Spring 2015 | Holding back Summit-Bids on Annapurna, Other Climbers Start Acclimatization

Dreamers Destination summit team has returned to Kathamandu. Samuli Mansikka and Pebma Sherpa will remain on Annapurna - probably forever - as an aerial operation to retrieve their bodies remained unsuccessful. After first summits, bad weather halted any progress on mountain for a week but the conditions are improving now. A couple of teams are well acclimatized and will go for summit in coming days. Other climbers have just arrived at BC and started the acclimatization.

International Expedition Members in C1
Canadian Al Hancock and American Alexander Barber are part of international expedition comprised of members from China (female climber Luo Jing), Spain, Japan and Sherpa guides from Nepal.

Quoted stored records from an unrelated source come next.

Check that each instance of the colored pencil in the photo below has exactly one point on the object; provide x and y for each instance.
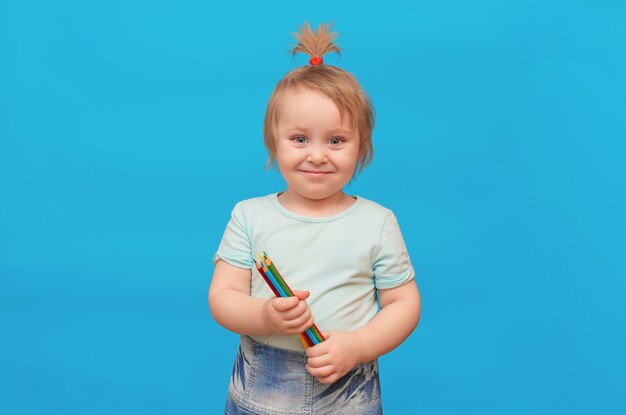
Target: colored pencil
(270, 265)
(304, 338)
(282, 287)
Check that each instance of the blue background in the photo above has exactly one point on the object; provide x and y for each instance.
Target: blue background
(128, 131)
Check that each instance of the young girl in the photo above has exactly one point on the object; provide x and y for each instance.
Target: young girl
(343, 255)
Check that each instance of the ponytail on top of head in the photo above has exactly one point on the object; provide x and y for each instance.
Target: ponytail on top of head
(315, 43)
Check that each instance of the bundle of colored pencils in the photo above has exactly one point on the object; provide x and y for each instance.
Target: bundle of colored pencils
(275, 281)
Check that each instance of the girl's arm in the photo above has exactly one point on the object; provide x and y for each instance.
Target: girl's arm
(233, 308)
(398, 317)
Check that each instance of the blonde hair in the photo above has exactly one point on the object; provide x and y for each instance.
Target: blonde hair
(335, 83)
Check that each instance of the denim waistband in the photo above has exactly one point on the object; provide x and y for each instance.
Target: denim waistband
(273, 381)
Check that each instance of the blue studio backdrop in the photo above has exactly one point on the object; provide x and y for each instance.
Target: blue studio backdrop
(129, 129)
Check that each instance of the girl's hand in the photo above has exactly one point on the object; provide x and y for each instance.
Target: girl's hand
(288, 315)
(333, 358)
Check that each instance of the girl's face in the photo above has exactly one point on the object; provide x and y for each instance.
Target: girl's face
(316, 151)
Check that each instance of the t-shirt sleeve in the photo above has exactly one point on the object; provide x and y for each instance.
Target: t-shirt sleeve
(235, 247)
(392, 265)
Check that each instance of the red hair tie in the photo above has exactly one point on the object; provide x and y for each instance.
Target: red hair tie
(316, 60)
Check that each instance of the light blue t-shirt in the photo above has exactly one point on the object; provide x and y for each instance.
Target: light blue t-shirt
(341, 259)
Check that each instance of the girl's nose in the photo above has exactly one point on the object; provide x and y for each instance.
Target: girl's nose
(317, 156)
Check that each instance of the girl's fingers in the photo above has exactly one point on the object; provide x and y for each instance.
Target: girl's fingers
(320, 361)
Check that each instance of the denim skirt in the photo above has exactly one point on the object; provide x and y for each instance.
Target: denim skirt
(271, 381)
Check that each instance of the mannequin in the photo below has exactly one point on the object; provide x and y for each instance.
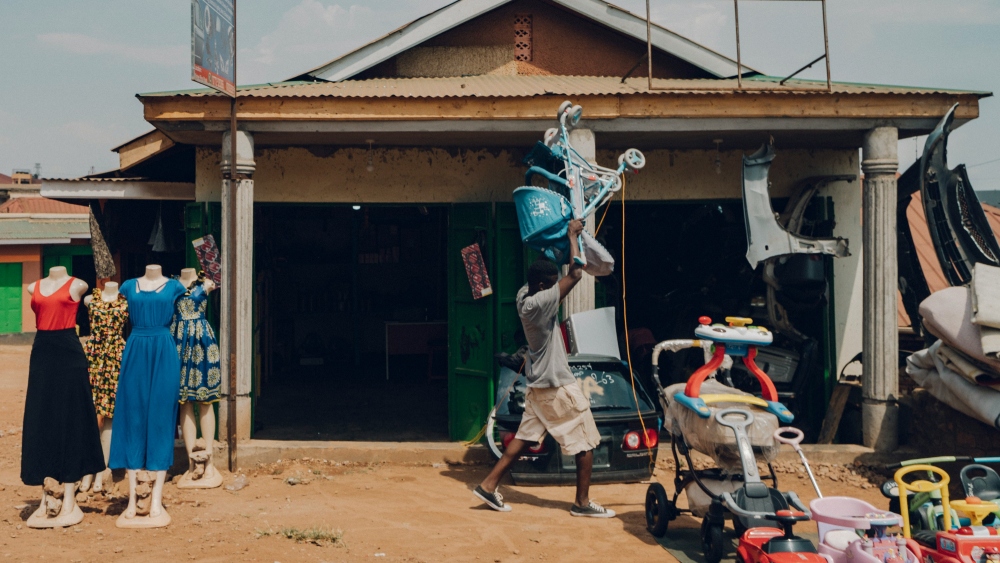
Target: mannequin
(146, 413)
(109, 295)
(201, 473)
(57, 380)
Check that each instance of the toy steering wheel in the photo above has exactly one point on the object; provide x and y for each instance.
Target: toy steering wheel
(794, 441)
(922, 486)
(633, 158)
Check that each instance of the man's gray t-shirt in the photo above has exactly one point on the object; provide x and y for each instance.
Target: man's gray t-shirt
(548, 366)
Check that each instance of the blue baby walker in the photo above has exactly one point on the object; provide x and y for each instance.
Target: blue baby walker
(576, 188)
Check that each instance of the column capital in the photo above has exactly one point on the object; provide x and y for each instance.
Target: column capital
(245, 163)
(878, 151)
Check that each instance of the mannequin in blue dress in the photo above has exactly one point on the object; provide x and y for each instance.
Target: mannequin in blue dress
(146, 403)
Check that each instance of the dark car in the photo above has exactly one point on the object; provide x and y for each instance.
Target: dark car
(625, 454)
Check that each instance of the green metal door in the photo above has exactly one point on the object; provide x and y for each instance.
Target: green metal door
(10, 298)
(508, 275)
(470, 326)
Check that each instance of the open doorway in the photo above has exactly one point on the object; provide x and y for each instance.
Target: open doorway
(351, 323)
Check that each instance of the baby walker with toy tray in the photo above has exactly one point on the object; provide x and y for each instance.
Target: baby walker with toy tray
(735, 429)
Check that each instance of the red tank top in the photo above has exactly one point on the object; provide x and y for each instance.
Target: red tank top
(57, 311)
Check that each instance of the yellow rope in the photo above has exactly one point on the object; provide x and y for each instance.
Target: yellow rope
(628, 349)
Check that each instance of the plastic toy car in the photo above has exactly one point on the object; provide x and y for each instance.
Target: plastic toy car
(967, 544)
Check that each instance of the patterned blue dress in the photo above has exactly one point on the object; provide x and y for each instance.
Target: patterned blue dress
(200, 374)
(146, 406)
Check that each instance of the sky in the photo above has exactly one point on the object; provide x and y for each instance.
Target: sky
(70, 69)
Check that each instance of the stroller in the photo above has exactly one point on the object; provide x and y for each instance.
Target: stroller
(740, 430)
(576, 188)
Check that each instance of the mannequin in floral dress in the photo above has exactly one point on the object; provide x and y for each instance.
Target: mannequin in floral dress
(201, 379)
(108, 311)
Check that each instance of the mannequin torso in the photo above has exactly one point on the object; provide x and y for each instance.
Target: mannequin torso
(56, 279)
(153, 279)
(108, 294)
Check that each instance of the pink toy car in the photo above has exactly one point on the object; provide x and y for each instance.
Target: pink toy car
(851, 530)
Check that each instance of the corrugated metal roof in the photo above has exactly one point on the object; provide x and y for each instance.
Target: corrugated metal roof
(40, 205)
(23, 228)
(92, 179)
(925, 248)
(489, 86)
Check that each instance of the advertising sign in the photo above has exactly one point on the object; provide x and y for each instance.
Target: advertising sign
(213, 44)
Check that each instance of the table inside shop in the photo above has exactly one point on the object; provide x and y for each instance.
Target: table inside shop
(414, 338)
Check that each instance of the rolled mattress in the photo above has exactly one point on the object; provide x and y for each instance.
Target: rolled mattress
(707, 436)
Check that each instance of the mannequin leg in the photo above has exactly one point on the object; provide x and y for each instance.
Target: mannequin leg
(70, 514)
(156, 508)
(106, 447)
(69, 498)
(189, 430)
(207, 417)
(132, 484)
(40, 513)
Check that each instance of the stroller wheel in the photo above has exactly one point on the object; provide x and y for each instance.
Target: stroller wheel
(738, 526)
(711, 541)
(659, 510)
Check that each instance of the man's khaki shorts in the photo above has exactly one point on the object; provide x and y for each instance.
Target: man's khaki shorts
(563, 412)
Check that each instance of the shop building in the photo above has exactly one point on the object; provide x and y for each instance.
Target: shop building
(369, 174)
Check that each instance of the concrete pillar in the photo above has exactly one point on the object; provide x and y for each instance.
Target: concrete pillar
(880, 385)
(582, 297)
(238, 194)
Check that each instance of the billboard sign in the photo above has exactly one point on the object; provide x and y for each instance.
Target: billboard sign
(213, 44)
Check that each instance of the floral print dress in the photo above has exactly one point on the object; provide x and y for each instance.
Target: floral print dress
(197, 347)
(104, 349)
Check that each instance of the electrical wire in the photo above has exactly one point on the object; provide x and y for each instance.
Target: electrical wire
(628, 349)
(606, 209)
(984, 163)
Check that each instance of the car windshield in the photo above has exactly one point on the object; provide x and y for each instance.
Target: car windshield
(606, 384)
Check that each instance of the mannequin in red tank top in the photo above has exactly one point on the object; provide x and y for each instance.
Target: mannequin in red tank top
(54, 312)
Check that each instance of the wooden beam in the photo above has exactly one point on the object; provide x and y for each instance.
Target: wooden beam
(142, 149)
(677, 105)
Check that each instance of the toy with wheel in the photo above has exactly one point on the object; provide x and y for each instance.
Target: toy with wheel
(951, 544)
(850, 530)
(739, 432)
(979, 482)
(576, 188)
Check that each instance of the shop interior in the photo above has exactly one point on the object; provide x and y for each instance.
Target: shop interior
(351, 322)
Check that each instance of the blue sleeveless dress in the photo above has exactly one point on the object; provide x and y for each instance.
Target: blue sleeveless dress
(201, 376)
(146, 405)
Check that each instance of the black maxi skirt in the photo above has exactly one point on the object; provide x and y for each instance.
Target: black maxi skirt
(60, 438)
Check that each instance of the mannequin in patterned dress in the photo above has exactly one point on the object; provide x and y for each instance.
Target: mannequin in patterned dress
(109, 295)
(199, 384)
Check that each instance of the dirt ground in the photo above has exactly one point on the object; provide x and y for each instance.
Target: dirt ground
(380, 512)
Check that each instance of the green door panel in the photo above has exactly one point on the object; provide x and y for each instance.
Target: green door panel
(508, 276)
(470, 326)
(10, 298)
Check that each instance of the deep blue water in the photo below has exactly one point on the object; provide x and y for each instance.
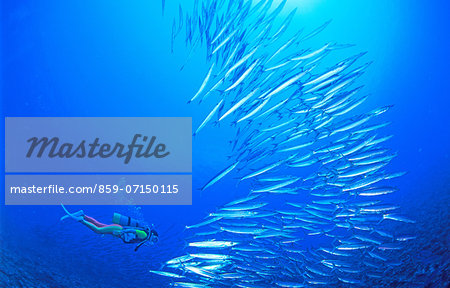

They reached BC on weekend and started the climb yesterday.

Alex Barber updated from C1 last night, “today (April 1st) I moved up to Camp 1 at about 17,000′ from 13,800′ BC. Enjoyed good weather in the morning which turned to light snow in the afternoon. The route to C1 is quite a distance from BC and has some enjoyable climbing. Low angle water ice and low grade mixed climbing, also a precarious arm wrap rappel of some 200′ on the most insane choss… The recent snowfall – plowing through knee deep snow – made some sections of the route very tiring. I’m hoping the weather holds and I am able to make Camp 2 tomorrow.”


The Summit Push Group
Weather for next couple of days is forecasted to be ‘sunny in mornings followed by wet afternoons’. The summit push climbers have apparently decided to wait till conditions improve.

Carlos Soria’s team started first summit push from BC on March 25th, however decided to turn back from C1 due to changing weather. Chris Jensen Burke and Lakpa Sherpa also postponed their summit-bid.

“With deteriorating weather and circumstances on the mountain over the past few days we are deferring our summit push pending a better weather forecast for a good window. I'll be back with more once we are ready to move,” Chris Burke updated on March 28th.

Norwegian climber Tore Sunde Rasmussen was in C2 on March 26th, but had to abandon the Annapurna expedition due to medical reasons, although not related to altitude. He was back in Kathmandu by March 29th.